Application, Presentation, and Session

15.1.1

Application Layer

In the OSI and the TCP/IP models, the application layer is the closest layer to the end user. As shown in the figure, it is the layer that provides the interface between the applications used to communicate, and the underlying network over which messages are transmitted. Application layer protocols are used to exchange data between programs running on the source and destination hosts.

Based on the TCP/IP model, the upper three layers of the OSI model (application, presentation, and session) define functions of the TCP/IP application layer.
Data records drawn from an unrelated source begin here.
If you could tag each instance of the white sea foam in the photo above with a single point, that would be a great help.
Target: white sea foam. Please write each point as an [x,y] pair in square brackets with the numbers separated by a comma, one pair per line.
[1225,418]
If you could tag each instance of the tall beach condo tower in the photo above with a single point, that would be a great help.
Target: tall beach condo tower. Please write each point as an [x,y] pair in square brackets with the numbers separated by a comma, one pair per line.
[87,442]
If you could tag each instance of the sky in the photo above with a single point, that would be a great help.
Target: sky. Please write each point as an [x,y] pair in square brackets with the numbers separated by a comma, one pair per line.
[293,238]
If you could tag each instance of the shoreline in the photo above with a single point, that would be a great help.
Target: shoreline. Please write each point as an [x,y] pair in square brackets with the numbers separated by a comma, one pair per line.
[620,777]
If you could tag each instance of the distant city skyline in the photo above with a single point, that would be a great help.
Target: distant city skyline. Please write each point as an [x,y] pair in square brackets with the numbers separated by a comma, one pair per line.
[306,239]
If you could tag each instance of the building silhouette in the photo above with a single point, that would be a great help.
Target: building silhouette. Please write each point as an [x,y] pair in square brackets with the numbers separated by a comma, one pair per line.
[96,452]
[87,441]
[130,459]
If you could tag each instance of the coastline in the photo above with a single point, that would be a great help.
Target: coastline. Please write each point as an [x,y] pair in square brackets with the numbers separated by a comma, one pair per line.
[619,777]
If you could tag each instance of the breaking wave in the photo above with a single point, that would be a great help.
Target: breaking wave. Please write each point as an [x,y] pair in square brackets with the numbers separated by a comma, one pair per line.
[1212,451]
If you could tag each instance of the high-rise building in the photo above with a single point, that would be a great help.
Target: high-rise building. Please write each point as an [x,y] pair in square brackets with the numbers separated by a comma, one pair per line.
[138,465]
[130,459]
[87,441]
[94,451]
There are many application layer protocols, and new protocols are always being developed. Some of the most widely known application layer protocols include Hypertext Transfer Protocol (HTTP), File Transfer Protocol (FTP), Trivial File Transfer Protocol (TFTP), Internet Message Access Protocol (IMAP), and Domain Name System (DNS) protocol.

15.1.2

Presentation and Session Layer

Presentation Layer

The presentation layer has three primary functions:

  • Formatting, or presenting, data at the source device into a compatible format for receipt by the destination device.
  • Compressing data in a way that can be decompressed by the destination device.
  • Encrypting data for transmission and decrypting data upon receipt.
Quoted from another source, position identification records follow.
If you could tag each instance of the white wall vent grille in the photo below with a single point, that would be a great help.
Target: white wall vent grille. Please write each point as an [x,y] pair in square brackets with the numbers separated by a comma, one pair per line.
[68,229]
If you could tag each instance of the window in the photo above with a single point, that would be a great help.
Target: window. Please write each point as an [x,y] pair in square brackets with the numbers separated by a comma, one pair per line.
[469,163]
As shown in the figure, the presentation layer formats data for the application layer, and it sets standards for file formats. Some well-known standards for video include Matroska Video (MKV), Motion Picture Experts Group (MPG), and QuickTime Video (MOV). Some well-known graphic image formats are Graphics Interchange Format (GIF), Joint Photographic Experts Group (JPG), and Portable Network Graphics (PNG) format.